7 Object Detection w/ DL A Review - Reg Frameworks


The first on the list was fairly seminal in its success of being able to merge the pipeline into a single regression + classification output.

The paper reviews the basics of YOLO drawing on the original work. They note that many researchers had previously tried to model OD as a regression task but were apparently not as successful as YOLO and SSD

YOLO is essentially an SxS grid where each grid cell is tasked to predict the main class and B bounding boxes. This is effective for speed, but suffers in its ßability to detect small objects. This is because you can only divide up the grid so fine, so it is difficult to resolve beyond the resolution of the grid.

YOLOv2 fixes this problem among others, which was solved in a large part by the contributions of SSD.
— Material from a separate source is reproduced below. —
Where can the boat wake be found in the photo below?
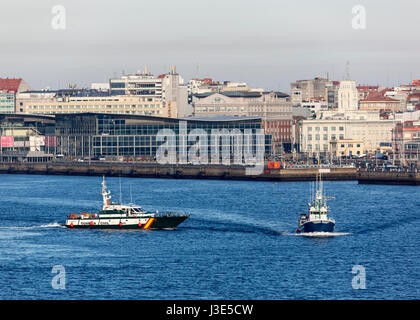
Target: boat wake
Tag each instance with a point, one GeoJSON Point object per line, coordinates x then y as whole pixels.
{"type": "Point", "coordinates": [318, 234]}
{"type": "Point", "coordinates": [42, 226]}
Single Shot Multibox Detection (SSD)

This is the other primary regression only OD framework that enjoys large speed improvements. Instead of a grid framework, SSD takes advantage of a set of default anchor boxes. These boxes have been fine tuned to perform well on the test sets, which might be acceptable given typical objects come in standard aspect ratios, but will certainly not generalize well to any deviations from those aspect ratios unless they are well-known before the productization of the model.

SSD300 (300x300) runs at 59 fps, but similar to small objects, suffers as YOLO. The paper notes by strengthening your backbone (ie ResNet101), you are able to alleviate the small object problem a little.